2.3.51 tulip broken

Jeff Garzik jgarzik@mandrakesoft.mandrakesoft.com
Fri Mar 17 03:50:52 2000


On Thu, 16 Mar 2000, Jim Morris wrote:
> If you've followed the tulip driver development at all, you would know
> the reasons that the kernel drivers and some of Donald's ethernet
> drivers have "diverged".

Correct.  Kernel infrastructure is developed, and Donald ignores that
infrastructure.


> I have to side with Donald on a lot of the
> reasons too.  Basically, if he is writing a driver, and want to maintain
> using a specific structure, that should be his perogative.  And I feel
> that he ought to be able to send something like a complete copy of
> tulip.c, rather than small incremental patches, if he wants too.

Donald does not work with other kernel developers when creating his
driver infrastructure.  He simply appears after many months of
development and says "here it is, take it or leave it."
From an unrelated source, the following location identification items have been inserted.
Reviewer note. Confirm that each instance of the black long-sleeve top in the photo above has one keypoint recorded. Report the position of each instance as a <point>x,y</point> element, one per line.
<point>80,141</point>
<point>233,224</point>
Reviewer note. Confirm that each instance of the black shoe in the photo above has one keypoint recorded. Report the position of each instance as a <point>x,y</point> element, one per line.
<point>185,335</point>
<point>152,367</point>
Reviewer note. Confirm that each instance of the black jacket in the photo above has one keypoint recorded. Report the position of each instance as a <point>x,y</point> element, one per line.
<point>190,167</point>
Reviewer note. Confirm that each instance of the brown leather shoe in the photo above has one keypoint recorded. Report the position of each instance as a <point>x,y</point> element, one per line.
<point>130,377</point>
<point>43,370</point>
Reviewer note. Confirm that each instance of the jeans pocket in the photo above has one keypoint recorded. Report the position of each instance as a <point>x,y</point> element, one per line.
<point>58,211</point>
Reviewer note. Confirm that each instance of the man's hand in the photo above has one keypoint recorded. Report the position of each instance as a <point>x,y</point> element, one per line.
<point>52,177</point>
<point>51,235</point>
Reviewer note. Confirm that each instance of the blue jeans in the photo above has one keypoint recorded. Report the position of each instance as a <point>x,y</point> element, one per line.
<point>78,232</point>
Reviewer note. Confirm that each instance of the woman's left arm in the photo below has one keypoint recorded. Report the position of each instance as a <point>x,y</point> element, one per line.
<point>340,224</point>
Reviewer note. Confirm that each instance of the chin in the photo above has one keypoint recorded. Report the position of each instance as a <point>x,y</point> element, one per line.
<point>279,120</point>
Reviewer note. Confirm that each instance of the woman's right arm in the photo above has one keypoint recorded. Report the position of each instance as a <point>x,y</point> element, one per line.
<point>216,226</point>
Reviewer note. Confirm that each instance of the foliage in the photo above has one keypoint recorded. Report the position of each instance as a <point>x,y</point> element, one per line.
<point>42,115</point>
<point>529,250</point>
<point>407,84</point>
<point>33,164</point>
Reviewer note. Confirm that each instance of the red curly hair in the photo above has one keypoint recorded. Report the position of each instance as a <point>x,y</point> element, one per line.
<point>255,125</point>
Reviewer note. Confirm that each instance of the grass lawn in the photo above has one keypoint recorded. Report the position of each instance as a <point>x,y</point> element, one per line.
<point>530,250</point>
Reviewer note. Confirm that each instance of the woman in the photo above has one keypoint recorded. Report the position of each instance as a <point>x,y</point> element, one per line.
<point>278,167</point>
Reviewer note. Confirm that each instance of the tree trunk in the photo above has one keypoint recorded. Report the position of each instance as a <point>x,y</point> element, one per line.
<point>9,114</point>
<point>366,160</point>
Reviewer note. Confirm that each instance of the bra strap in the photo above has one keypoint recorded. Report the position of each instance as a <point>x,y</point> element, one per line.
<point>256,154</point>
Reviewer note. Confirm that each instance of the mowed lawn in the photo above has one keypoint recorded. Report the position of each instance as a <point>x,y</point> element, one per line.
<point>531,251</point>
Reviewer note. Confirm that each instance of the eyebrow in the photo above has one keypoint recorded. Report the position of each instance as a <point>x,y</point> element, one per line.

There was no discussion at all of his new 2.3 PCI infrastructure until I
posted my own -- at which point he pipes up.  The linux-kernel
discussion of his and my infrastructure ensued, but he would not
consider any changes at all.  "it's tested, it doesn't need to change"

That is a shitty attitude, especially when his infrastructure code has
known and obvious bugs.


> In
> this case, it is Linus who insists on small, incremental patch
> submission - and that isn't how Donald is setup to work.

Um, it is Linus source tree.

The idea is that you work with Linus and the other kernel developers,
DISCUSS your changes in an open medium, and reach a happy solution which
satisfies all.  Donald does not do this.

We cannot afford to wait many months, with broken network drivers, while
Donald does his thing.


> Think of it this way:  it comes down to semantics.  Are drivers like
> tulip.c standalone development projects, or kernel development?  I know
> you will probably say kernel.  But in reality, with the use of modules,
> that is not necessarily true. The driver runs as a kernel task - but
> doesn't really have to be part of the kernel source tree, when you get
> down to it.

The kernel is not static.  Drivers outside the source tree are fine, as
long as they track current kernel changes.  Donald's driver do not do
this [correctly, at any rate].


> When you get down to it, the Linux source tree is so darned big these
> days because of all the esoteric device driver support.  In some ways it
> would be nice if there were two trees: a kernel tree, and a device
> driver tree! ;-)

Hey, I agree....   as long as it is one big-ass driver package which
tracks the core kernel source.  Otherwise you wind up with broken
drivers which do not work well with other drivers.

An example:  Donald's network infrastructure for 2.3, pci-netif, handles
resource allocation very poorly.  If you are using a kernel with other
drivers AND his pci-netif drivers, resources can be double-allocated, or
a driver might not load due to an incorrectly-registered resource.


> > I never claimed to be perfect but at least I am trying to fix some
> > of the the bit-rotten, UNMAINTAINED net driver code currently in
> > the kernel.
> 
> Again - those drivers in the kernel had been modified and patched by
> various people over the years, via patches sent in to Linus.  However,
> those patches were never sent in to Donald - the maintainer of the
> original driver. What do you expect him to do?  I.e. he's chugging a
> long on developing a handy-dandy new version of tulip.c or whatever, and
> the one in the released kernel diverges from it because of patches he
> doesn't know about....  is he supposed to reverse engineer his own
> device driver, to get up to date?

The kernel diverges from Donald's code because it gets more widely
tested and used than code on his web site.  People who download and use
his drivers are a small, self-selected group of users compared to those
who use the drivers in the standard kernel.